Methodology The keywords we selected, and their respective categories, are below: Artificial intelligence (cs.AI) Computation and language (cs.CL) Computer vision and pattern recognition (cs.CV) Machine learning (cs.LG) Neural and evolutionary computing (cs.NE) Robotics (cs.RO) Machine learning in stats (stats.ML) For most categories, arXiv provided data years 1999 — 2017. For our analysis, we decided to start at the year 2010 in order to include Machine Learning in Stats, which did not exist on arXiv prior. To see other categories’ submission rates on arXiv, see arXiv.orgs submission statistics.
Categories are self-identified by authors — those shown are selected as the “primary” category. Therefore, it is worth noting that there is not one streamlined categorization process. Additionally, the Artificial intelligence or Machine learning categories may be categorized by other subfields / keywords.

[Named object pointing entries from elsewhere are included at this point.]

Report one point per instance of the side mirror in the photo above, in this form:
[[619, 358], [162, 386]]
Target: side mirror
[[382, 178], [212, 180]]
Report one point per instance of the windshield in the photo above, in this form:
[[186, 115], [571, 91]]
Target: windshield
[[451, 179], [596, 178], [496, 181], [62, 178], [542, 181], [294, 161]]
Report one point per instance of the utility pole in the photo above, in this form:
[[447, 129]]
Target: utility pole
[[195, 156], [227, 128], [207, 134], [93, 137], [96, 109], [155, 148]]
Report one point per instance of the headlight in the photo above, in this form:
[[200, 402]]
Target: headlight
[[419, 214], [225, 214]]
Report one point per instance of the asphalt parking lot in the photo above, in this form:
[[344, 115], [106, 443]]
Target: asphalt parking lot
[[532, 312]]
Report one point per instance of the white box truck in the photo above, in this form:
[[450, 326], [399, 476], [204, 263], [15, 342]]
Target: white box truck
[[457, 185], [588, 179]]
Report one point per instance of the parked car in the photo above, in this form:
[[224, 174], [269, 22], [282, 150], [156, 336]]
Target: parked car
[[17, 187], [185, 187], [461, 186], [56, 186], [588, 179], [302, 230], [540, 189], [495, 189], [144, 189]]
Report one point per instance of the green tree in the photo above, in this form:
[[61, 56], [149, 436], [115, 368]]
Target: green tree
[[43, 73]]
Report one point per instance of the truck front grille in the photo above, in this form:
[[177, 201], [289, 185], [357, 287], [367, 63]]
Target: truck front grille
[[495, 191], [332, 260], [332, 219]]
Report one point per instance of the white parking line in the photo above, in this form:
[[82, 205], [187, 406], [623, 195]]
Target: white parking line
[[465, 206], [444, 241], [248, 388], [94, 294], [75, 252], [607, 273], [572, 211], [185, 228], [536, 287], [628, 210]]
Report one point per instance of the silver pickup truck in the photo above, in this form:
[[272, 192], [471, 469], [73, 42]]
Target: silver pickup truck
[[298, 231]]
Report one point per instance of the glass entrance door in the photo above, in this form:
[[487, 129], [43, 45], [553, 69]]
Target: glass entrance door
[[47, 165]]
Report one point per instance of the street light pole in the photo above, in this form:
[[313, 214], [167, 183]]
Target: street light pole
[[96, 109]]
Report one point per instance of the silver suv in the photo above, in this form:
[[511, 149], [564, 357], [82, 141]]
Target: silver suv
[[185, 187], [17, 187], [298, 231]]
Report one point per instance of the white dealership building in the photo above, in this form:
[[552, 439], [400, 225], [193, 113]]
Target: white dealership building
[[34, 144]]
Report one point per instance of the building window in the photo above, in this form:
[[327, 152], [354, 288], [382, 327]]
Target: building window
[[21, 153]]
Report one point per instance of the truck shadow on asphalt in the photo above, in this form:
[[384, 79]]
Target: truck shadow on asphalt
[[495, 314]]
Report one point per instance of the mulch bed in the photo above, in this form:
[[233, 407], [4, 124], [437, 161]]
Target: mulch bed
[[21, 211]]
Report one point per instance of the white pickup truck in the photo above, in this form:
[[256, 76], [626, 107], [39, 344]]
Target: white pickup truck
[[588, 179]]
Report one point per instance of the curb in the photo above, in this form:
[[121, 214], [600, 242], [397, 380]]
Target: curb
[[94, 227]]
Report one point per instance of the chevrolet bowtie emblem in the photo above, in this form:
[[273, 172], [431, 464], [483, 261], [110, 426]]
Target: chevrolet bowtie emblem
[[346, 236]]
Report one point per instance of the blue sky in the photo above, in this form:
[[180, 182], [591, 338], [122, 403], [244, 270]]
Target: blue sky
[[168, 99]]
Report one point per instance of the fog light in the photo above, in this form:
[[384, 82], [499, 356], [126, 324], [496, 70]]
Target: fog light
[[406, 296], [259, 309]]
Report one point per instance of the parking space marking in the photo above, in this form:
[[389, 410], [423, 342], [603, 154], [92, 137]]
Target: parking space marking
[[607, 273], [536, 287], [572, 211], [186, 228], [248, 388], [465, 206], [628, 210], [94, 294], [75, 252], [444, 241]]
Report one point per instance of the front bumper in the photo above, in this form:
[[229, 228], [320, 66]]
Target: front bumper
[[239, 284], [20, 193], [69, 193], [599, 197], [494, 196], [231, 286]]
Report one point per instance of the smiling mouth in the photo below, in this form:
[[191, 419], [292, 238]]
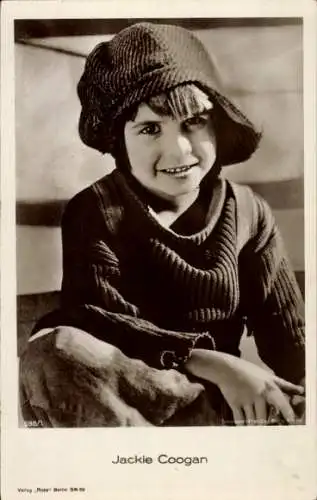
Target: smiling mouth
[[178, 170]]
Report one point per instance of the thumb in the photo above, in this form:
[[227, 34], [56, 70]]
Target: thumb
[[288, 387]]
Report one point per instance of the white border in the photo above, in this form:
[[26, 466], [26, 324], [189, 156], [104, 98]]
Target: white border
[[244, 463]]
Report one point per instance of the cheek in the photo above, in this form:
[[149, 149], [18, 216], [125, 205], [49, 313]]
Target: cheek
[[205, 146], [142, 156]]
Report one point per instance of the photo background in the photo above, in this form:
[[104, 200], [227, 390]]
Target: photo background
[[261, 60]]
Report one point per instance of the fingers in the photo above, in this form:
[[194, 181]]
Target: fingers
[[260, 408], [249, 414], [237, 416], [276, 398], [288, 387]]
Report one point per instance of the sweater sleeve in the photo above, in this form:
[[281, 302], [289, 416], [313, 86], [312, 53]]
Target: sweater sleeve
[[91, 298], [270, 297]]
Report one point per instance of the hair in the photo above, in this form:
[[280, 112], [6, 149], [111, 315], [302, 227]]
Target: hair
[[138, 65], [233, 140]]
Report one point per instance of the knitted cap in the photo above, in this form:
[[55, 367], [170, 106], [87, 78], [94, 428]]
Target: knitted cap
[[139, 62]]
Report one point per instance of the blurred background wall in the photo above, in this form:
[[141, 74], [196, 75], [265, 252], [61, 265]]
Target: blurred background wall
[[261, 61]]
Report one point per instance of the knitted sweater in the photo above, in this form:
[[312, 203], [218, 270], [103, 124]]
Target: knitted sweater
[[154, 292]]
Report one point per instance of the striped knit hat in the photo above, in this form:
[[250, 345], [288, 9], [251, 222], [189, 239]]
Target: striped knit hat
[[139, 62]]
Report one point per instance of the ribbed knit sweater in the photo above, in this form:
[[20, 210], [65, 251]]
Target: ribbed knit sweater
[[153, 291]]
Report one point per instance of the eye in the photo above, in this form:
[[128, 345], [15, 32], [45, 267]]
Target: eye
[[150, 129], [196, 122]]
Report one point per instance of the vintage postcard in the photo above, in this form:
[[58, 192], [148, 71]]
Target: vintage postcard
[[158, 250]]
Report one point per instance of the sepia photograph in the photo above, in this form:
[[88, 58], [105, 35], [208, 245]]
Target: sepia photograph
[[161, 259], [160, 221]]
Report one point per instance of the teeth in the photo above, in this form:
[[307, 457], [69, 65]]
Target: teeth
[[177, 170]]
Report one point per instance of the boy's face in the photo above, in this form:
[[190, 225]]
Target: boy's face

arXiv team members have shared that participation on arXiv can breed more participation — meaning that an increase in a subcategory on arXiv could drive over-indexed participation by certain communities.
Growth of papers on arXiv does not reflect actual growth of papers on that topic. Some growth can be attributed to arXiv.org’s efforts to increase their paper count, or to the increasing importance of dissemination by AI communities.
What percent of ArXiv AI publications in the calendar year 2019 will be in the subcategory “Computation and Language”?
The question will resolve as per the data published by the 2020 AI Index annual report. If the methodology has substantially changed, the question resolves ambiguous.
Raw data for our analysis was provided to AI Index team by representatives at arXiv.org. Historical data can be accessed here. Please make a copy by clicking "file" and then "make a copy" if you wish to edit it.